EGMR, Urt. 8.11.2022 - 64480/19

Diskriminierung wegen Größe und Gewicht – Nichtzulassung zum Studium der Militärmedizin

Autor: RA FAArbR Prof. Dr. Martin Reufels, LL.M.Ramona Segler, LL.M., Heuking Kühn Lüer Wojtek, Köln
Aus: Arbeits-Rechtsberater, Heft 12/2022
Wird eine Bewerberin mit der Begründung, dass sie nur 1,50 m groß sei und nur 44 kg wiege, nicht zur Aufnahmeprüfung für das Studium der Militärmedizin zugelassen, liegt darin eine entschädigungspflichtige Diskriminierung wegen der Größe i.S.v. Art. 14 EMRK i.V.m. Art. 2 des ersten Protokolls zur EMRK.

EMRK Art. 14, 1. Protokoll zu Art. 2

Das Problem

Im Jahr 2018 bewarb sich die Klägerin für ein Studium der Militärmedizin an einer staatlichen Universität in Rumänien. Zu diesem Zweck unterzog sie sich der notwendigen medizinischen Untersuchung. Das Ministerium für nationale Verteidigung lehnte ihre Bewerbung mit der Begründung ab, dass ihre Größe und ihr Gewicht unterhalb der in dem einschlägigen Erlass (Verordnung Nr. M.55/2014) festgelegten Anforderungen lägen und sie daher nicht in der Lage sei, eine Standard-Soldatenausrüstung mit einem Gewicht von etwa 57 kg zu tragen.

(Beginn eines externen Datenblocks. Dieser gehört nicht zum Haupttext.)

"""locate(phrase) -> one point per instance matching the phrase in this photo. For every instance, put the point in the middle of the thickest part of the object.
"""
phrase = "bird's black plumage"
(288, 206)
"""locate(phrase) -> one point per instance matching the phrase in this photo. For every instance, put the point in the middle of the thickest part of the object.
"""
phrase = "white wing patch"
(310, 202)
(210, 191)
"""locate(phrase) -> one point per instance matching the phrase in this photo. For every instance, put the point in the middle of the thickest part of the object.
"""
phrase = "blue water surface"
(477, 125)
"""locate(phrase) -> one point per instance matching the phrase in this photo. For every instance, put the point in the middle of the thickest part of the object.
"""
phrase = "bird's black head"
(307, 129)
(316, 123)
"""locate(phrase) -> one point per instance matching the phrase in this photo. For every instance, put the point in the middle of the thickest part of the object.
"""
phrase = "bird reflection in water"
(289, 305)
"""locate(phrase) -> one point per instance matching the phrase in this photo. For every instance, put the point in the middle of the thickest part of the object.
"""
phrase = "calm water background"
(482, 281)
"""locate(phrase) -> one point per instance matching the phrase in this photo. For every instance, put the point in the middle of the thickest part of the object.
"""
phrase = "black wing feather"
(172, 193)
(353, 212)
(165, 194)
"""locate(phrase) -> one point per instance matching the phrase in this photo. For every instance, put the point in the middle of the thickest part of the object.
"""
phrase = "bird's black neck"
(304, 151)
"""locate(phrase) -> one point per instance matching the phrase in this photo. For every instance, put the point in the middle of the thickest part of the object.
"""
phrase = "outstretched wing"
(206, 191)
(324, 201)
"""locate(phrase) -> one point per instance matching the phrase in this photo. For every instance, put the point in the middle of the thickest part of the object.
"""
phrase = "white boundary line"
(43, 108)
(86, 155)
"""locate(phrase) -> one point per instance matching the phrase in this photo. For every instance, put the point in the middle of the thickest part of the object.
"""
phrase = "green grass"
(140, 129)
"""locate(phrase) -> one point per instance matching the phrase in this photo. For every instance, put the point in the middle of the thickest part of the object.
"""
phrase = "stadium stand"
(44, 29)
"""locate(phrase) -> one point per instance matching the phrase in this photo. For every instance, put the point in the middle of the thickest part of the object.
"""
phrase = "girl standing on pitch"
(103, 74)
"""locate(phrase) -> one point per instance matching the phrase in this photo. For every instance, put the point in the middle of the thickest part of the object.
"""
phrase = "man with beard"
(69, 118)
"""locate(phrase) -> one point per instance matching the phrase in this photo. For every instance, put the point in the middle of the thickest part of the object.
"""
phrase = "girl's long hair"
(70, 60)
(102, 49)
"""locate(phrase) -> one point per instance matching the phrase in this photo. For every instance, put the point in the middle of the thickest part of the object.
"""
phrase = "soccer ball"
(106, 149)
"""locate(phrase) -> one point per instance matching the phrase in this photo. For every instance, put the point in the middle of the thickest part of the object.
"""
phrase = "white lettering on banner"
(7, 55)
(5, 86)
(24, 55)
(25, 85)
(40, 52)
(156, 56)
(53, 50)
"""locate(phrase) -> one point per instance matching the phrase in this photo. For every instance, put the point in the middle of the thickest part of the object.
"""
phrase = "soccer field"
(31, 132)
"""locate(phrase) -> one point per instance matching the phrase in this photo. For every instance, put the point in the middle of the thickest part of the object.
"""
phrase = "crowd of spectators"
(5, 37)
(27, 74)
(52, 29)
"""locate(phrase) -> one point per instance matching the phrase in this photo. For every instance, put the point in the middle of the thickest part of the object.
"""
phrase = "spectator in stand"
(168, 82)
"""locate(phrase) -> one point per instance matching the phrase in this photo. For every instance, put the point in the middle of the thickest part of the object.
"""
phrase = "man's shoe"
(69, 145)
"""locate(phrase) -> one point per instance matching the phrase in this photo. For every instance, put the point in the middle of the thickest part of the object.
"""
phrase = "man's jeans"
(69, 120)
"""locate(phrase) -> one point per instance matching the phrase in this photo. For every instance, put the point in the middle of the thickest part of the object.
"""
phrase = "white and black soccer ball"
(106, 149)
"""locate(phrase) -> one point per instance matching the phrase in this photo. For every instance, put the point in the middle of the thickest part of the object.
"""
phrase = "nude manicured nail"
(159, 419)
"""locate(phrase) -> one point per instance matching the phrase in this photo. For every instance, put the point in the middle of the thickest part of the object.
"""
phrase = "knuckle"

Das erstinstanzliche nationale Gericht wies die Klage der Klägerin gegen die Ablehnung ihrer Bewerbung im Jahre 2018 ab. Auch die von der Klägerin gegen diese Entscheidung im Jahre 2019 eingelegte Berufung hatte keinen Erfolg. Die nationalen Gerichte stellten insbesondere fest, dass der Fall keine Diskriminierung aufgrund des Geschlechts darstellte, da für weibliche und männliche Bewerber unterschiedliche Anforderungen an Größe und Gewicht bestanden.

Die Klägerin hat gegen diese Entscheidung im Dezember 2019 Beschwerde beim Europäischen Gerichtshof für Menschenrechte (EGMR) eingelegt und die Feststellung begehrt, dass in der Ablehnung ihrer Bewerbung eine Diskriminierung wegen ihrer Größe und ihres Gewichts liege.

Die Entscheidung des Gerichts

Der EGMR sieht in der Ablehnung der klägerischen Bewerbung eine Diskriminierung aufgrund der Größe der Bewerberin.

Die Größe als genetisches Merkmal stelle neben den in Art. 14 EMRK ausdrücklich genannten Diskriminierungsmerkmalen ebenfalls einen Umstand dar, aufgrund dessen eine nicht gerechtfertigte Ungleichbehandlung einer Person als konventionswidrige Diskriminierung anzusehen sei. Die Aufzählung der in Art. 14 EMRK genannten Diskriminierungsmerkmale sei lediglich beispielhaft und nicht abschließend. Zudem seien die genetischen Merkmale, zu denen auch die Größe zähle, ausdrücklich in Art. 21 GRCh, der ebenfalls ein Diskriminierungsverbot regele, genannt.

Die Auferlegung von Auswahlkriterien für den Zugang zur Hochschulbildung verstoße als solche nicht gegen die Anforderungen von Art. 2 des ersten Protokolls zur EMRK. Diese Feststellung gelte gleichermaßen für die Zulassung zu einer zivilen Universität und für die Zulassung zu militärischen Bildungseinrichtungen. Auch der Grundsatz der Interoperabilität, auf den sich die nationalen Behörden im vorliegenden Fall berufen haben, könne die Auferlegung von Beschränkungen für den Zugang zum Militärdienst grundsätzlich rechtfertigen.

Die vorgebrachte Begründung für die Ablehnung der Bewerbung sei jedoch nicht verhältnismäßig und ausreichend gewesen. Die nationalen Gerichte hätten keine Begründung für den Zusammenhang zwischen der Größe eines Bewerbers und dessen körperlicher Stärke sowie der Erforderlichkeit für konkrete Tätigkeiten geliefert. Sie hätten Ausführungen dazu machen müssen, welche konkreten Aufgaben eines Militärarztes körperliche Kraft und eine bestimmte Körpergröße erfordern.

Ein Verstoß gegen das Diskriminierungsverbot aus Art. 14 EMRK i.V.m. Art. 2 des ersten Protokolls zur EMRK sei daher zu bejahen und der Klägerin eine Entschädigung zu zahlen.